Zum Kennelernen: Spenden mit Betterplace.org


Im Jahr 2007 gründete Breidenbach das StartUp Betterplace in Berlin. Mit ihrer Idee sollen vor allem kleine und lokale Projekte sichtbar werden. „Ich stehe der Arbeit von großen Organisationen sehr kritisch gegenüber“, erklärt Breidenbach. Sie will daher Transparenz und Rechenschaft verbessern und für jeden Spender klar machen, wohin sein Geld fließt. „Wenn jemand ein Projekt erstellt, dann muss er genau spezialisieren, wofür er das Geld braucht. Für den Spender ist es wichtig, den Fortschritt mitzubekommen, den er durch sein Geld leistet“, erklärt die studierte Kulturanthropologin. 

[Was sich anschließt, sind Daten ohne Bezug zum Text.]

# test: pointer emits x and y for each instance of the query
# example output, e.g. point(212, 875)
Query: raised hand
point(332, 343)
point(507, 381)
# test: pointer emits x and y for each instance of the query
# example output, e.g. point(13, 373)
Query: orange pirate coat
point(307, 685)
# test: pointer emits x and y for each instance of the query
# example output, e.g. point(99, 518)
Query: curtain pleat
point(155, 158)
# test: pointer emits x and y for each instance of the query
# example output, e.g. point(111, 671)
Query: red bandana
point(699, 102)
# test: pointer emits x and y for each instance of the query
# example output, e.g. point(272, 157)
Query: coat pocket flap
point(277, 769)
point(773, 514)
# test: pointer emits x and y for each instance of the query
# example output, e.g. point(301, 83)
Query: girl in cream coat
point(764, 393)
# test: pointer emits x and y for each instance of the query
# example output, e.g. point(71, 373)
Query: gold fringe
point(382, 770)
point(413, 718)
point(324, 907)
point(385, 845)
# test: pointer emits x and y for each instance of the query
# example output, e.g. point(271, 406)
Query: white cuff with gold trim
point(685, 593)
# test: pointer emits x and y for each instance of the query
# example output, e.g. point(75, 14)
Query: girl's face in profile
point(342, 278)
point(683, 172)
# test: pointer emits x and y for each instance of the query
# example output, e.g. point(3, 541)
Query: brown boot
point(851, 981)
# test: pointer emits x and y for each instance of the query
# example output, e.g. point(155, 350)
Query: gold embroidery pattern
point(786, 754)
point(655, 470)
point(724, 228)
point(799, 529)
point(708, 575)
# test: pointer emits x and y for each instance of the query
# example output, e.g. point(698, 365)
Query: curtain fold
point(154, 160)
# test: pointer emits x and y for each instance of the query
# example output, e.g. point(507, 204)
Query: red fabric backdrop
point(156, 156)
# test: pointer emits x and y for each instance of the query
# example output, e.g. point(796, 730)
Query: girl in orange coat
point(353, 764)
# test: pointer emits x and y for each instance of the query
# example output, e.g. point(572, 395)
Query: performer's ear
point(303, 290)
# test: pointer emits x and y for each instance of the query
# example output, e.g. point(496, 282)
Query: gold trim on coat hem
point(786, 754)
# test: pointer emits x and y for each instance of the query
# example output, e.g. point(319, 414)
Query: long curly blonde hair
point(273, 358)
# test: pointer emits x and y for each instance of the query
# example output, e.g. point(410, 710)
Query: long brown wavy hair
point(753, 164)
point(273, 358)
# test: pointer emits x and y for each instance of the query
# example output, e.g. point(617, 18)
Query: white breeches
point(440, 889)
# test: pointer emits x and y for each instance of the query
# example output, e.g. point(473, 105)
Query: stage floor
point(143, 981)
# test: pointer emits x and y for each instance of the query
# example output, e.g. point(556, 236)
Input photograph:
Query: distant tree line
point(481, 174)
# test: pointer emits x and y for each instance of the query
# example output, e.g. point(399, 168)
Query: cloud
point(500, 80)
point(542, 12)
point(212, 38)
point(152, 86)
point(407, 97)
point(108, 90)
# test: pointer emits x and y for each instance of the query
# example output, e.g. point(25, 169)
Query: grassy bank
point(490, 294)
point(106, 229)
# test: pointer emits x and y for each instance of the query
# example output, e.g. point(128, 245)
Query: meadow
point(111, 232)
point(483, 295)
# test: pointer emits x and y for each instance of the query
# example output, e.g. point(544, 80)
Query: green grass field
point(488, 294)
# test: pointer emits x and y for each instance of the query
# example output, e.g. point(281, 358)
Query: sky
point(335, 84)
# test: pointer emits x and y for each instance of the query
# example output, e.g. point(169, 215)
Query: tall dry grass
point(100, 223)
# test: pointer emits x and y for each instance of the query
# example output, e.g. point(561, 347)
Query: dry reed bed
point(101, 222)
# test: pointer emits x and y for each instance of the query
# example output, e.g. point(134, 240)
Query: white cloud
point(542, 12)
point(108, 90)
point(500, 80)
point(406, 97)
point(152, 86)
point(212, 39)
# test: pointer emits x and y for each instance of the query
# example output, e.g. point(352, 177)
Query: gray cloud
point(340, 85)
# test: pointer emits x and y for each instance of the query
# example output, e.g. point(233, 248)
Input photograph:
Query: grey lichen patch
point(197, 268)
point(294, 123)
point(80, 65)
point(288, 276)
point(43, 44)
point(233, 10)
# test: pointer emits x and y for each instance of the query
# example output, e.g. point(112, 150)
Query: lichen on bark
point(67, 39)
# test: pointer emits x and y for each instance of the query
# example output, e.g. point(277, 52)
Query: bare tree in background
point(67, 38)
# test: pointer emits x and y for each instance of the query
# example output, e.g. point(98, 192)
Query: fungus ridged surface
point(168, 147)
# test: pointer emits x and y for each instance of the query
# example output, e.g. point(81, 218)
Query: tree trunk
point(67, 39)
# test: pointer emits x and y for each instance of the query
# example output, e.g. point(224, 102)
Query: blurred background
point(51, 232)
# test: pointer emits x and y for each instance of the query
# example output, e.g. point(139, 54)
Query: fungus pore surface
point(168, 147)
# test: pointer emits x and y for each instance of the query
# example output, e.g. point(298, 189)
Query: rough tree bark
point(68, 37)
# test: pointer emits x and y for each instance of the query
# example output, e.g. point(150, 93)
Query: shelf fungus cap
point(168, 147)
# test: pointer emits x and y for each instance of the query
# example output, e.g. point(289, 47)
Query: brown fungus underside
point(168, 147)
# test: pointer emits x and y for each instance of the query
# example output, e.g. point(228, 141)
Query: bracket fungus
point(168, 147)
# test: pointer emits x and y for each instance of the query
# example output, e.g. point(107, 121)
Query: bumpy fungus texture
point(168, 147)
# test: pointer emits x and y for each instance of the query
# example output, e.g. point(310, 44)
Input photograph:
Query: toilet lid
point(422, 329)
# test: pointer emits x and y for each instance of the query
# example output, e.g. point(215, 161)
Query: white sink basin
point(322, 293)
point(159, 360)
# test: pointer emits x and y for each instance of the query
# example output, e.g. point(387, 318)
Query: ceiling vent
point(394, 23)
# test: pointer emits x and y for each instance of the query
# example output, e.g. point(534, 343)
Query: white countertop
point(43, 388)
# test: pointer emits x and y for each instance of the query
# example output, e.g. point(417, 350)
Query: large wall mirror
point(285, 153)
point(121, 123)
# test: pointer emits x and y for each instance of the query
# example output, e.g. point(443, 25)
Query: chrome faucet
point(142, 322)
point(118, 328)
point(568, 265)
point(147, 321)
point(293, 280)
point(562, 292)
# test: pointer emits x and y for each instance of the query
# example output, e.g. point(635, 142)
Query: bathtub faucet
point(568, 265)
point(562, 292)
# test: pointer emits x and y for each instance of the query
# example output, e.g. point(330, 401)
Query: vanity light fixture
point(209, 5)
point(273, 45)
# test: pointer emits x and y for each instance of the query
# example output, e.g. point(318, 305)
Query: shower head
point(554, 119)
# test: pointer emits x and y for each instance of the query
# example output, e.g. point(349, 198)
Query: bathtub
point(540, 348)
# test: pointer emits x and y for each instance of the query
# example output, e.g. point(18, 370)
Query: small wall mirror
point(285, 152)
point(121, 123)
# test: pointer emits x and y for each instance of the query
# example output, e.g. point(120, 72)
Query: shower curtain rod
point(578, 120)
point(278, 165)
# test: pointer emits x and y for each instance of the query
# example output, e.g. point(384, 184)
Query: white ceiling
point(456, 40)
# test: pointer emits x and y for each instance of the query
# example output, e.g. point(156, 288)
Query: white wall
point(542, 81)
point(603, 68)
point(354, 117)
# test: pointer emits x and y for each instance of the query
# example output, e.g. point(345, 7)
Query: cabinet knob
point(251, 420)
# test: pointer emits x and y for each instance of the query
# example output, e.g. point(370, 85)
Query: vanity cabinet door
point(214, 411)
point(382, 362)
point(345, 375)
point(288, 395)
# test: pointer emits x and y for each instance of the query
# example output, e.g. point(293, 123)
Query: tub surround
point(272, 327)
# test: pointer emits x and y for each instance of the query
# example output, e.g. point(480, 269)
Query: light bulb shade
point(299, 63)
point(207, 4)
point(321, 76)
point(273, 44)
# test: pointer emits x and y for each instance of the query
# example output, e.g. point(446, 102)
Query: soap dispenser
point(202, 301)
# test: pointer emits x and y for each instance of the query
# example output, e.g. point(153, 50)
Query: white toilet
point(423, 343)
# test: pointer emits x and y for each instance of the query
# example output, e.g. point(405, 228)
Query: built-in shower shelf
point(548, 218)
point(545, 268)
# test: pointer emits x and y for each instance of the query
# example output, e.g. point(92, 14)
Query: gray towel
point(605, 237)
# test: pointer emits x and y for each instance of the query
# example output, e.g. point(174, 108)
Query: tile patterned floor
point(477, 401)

Deswegen setzt ihr Konzept auf neue Wege. Besonders wichtig sind ihr dabei die Chancen, im Internet junge Spender anzusprechen. Breidenbach experimentiert mit dem Vertrauen ihrer Benutzer. Sie will das Prinzip von Produktrezensionen in Onlineshops auch für Spendenprojekte nutzen. Gut bewertete Projekte haben größere Chancen, erneut Gelder zu bekommen. Schon jetzt zählt Betterplace 5000 Projekte, 336.000 Spender und 10 Millionen Euro Spendenaufkommen. Die Spender sind im Schnitt 37 Jahre alt und damit deutlicher jünger als der klassische deutsche Durchschnittsspender. Breidenbachs Konzept scheint aufzugehen.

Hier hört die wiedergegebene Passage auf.